By definition managing “big” development projects usually translates into “big” teams with “big” capital investments. Contemporary analysis of traditional IT projects indicates these big projects also have a high degree of failure risk. Many leaders believe having extensive reporting and oversight will ensure timely completion and reduce risk. However in meetings and reviews, confidence in outcomes is always debated and we tend to manage to worst case. I think it’s easy to look at the continuous software delivery of large social media companies and think the same can be achieved at a large enterprise. One big difference relies on the mission criticality of enterprise applications, especially in healthcare. Sometimes software development suffers from Parkinson’s Law, which is the adage that “work expands so as to fill the time available for its completion.” It’s best to attack Big with Small as in Small Teams. Project resourcing is non-linear - by doubling resources, you don’t double output. Large teams have inherent management overhead just to keep them going and it’s better to parse out the work. You have to delegate authority to your program leads. We have a concept of “staying on the reservation.” If you let your leaders know their decision-making levels, then they can confidently make decisions without wandering off the reservation.
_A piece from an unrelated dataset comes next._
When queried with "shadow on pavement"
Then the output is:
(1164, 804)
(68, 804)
The voice of the customer has become a new buzzword in agile development recently. Augmenting development with customer feedback in real time using best practices from market research will result in better products from the get go. Design is so much more than just gathering requirements - design is everything! Utilizing DevOps and related technology tools will speed up delivery and support of the complete solution and you can move from a minimum viable product to a minimum marketable product more quickly. As teams learn, work and grow together, mutual trust will develop and competency will increase. Only through trust will team members feel secure enough in their role to be transparent with their abilities and ask for help early on before their work goes off track. A smaller team at a smaller table is a better place to work out those types of development challenges.